Ingredients
The following ingredients have 4 Servings
- 2 lbs. sliced flank steak ((2-3 pounds will work well))
- 10 cloves minced garlic (or 2 1/2 teaspoons garlic powder)
- 3 Tbsp. minced fresh ginger root
- 3/4 cup reduced sodium soy sauce
- 1/4 cup brown sugar
- 1/4 cup oyster sauce
- 1 Tbsp. Asian garlic chili paste
- 1 onion (halved and sliced)
- 1 cup baby carrots
- 1 cup broccoli florets
- 1 cup broccoli slaw
- 2 cups snow peas
- 16 oz. package dried spaghetti
- 2 Tbsp. sesame oil
Instruction
- Prepare the slow cooker with nonstick cooking spray. Place the steak strips into the bottom of the slow cooker.

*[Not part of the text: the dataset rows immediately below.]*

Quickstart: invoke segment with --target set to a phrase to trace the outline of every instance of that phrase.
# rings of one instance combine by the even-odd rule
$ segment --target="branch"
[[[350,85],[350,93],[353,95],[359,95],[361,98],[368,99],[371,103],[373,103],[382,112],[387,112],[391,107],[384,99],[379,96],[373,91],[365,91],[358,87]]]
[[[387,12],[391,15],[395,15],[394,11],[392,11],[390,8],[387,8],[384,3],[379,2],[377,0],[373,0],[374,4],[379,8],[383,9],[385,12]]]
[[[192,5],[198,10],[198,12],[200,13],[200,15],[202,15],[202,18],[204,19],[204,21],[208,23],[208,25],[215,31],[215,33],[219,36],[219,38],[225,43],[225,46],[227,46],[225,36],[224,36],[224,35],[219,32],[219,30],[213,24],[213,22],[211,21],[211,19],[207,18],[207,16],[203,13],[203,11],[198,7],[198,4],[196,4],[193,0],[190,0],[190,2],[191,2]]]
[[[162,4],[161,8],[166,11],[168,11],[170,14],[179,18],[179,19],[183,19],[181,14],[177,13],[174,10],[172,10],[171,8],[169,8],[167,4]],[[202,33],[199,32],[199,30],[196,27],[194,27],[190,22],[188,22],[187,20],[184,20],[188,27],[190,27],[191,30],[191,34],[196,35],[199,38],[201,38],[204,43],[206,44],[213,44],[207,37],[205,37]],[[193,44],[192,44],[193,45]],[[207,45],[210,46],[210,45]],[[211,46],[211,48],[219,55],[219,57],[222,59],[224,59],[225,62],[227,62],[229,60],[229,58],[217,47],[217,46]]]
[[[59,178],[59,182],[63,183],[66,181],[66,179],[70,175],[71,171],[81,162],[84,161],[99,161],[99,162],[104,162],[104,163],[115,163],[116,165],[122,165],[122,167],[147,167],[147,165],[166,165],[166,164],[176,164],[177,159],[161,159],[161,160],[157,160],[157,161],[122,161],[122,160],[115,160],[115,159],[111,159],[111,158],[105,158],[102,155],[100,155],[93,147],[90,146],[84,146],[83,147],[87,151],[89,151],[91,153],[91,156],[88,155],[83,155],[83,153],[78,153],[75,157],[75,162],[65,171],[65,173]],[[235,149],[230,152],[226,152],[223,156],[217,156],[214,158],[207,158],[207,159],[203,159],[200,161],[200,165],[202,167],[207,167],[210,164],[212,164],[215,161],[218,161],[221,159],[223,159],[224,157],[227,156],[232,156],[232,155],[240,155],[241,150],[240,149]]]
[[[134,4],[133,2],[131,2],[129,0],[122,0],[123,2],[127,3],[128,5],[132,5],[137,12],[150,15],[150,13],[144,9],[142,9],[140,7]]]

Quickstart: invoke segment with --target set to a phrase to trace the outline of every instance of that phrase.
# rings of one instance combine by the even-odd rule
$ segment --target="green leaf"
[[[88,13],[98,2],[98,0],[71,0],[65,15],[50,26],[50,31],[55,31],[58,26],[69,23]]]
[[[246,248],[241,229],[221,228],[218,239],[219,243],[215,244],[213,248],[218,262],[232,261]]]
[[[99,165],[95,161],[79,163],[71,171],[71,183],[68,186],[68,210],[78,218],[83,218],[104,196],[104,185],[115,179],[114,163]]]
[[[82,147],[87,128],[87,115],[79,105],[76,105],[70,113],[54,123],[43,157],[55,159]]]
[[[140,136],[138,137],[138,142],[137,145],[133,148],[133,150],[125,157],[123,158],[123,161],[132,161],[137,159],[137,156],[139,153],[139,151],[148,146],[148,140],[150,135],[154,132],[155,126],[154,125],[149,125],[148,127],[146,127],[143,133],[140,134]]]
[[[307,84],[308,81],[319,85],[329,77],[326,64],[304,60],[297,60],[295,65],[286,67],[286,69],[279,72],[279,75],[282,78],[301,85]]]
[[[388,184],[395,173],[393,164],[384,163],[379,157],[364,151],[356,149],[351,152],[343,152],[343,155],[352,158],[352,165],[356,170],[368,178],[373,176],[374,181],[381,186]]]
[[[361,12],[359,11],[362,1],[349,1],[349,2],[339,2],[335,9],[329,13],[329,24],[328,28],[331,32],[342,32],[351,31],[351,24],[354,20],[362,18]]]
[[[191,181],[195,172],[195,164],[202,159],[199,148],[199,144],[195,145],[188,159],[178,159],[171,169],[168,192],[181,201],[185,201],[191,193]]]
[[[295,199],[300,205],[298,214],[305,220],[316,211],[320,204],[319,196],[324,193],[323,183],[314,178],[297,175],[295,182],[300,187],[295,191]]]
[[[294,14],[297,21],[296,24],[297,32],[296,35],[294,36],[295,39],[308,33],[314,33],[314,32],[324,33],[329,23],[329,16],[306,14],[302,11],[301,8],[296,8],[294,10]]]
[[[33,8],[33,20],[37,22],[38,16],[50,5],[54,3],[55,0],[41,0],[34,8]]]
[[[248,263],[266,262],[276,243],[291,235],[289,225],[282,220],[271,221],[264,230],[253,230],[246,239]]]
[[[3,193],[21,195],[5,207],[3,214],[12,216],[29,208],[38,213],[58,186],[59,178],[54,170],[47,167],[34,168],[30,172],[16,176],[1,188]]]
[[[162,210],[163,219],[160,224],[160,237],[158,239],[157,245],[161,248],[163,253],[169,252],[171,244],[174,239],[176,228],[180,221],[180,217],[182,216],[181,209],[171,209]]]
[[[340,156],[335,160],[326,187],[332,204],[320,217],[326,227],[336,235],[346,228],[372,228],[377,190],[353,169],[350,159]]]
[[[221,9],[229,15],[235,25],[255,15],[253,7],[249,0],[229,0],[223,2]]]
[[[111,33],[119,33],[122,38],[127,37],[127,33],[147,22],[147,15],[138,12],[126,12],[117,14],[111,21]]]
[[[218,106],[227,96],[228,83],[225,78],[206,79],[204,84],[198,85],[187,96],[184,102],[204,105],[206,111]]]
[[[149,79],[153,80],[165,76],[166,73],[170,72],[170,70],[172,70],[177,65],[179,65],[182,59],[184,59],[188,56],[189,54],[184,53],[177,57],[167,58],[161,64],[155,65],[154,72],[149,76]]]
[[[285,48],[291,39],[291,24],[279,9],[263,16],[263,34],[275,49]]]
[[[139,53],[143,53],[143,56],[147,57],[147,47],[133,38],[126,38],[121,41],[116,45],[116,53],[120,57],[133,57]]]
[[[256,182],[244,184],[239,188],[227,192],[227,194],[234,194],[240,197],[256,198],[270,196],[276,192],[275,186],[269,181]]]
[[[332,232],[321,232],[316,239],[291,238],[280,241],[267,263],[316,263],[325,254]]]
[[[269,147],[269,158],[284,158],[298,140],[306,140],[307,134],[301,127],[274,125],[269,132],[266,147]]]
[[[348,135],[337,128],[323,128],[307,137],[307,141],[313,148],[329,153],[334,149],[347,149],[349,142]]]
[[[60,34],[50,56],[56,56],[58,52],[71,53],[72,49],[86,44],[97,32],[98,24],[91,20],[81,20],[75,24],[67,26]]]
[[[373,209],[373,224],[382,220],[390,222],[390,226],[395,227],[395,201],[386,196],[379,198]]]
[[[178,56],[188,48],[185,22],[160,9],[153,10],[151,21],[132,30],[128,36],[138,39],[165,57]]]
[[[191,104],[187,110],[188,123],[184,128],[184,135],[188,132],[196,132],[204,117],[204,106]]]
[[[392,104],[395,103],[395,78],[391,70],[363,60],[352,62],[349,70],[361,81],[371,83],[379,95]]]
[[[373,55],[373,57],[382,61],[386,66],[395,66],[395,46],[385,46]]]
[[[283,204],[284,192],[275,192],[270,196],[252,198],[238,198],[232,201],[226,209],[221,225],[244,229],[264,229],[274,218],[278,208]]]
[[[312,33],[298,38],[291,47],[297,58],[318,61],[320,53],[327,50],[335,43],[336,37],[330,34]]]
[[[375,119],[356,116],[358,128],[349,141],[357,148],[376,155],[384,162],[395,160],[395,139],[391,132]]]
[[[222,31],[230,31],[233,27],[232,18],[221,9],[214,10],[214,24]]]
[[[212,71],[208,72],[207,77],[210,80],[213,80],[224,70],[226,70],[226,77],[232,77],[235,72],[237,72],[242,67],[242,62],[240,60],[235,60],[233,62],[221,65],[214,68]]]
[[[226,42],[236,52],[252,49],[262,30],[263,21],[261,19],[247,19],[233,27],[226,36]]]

- In a medium bowl, whisk together the garlic, ginger root, soy sauce, brown sugar, oyster sauce, and chili paste.
- Add the carrots and onion to the slow cooker and toss with the meat.

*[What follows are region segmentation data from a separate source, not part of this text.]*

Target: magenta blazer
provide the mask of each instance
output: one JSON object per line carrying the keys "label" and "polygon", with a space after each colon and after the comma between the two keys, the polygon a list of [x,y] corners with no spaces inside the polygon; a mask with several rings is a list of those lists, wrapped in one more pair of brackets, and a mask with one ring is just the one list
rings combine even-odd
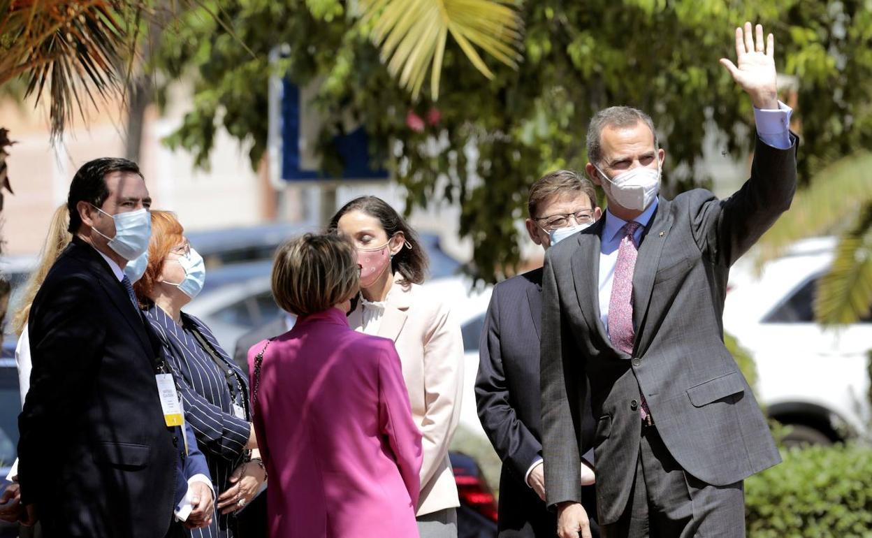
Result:
{"label": "magenta blazer", "polygon": [[269,344],[251,408],[272,538],[418,536],[421,434],[391,340],[337,309],[301,317]]}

- Pour the sauce over the meat and vegetables. Toss to coat.
- Cover and cook on low for 4 hours.
- Add the remaining vegetables to the slow cooker and stir to combine. Re-cover and cook for an additional 30 minutes or until the vegetables reach desired tenderness.
- Meanwhile, cook the spaghetti according to the package directions. Drain and immediately drizzle with sesame oil.
- Just before serving, add the cooked spaghetti to the slow cooker and toss with the meat, vegetables, and sauce.
- Serve garnished with sliced green onions, if desired.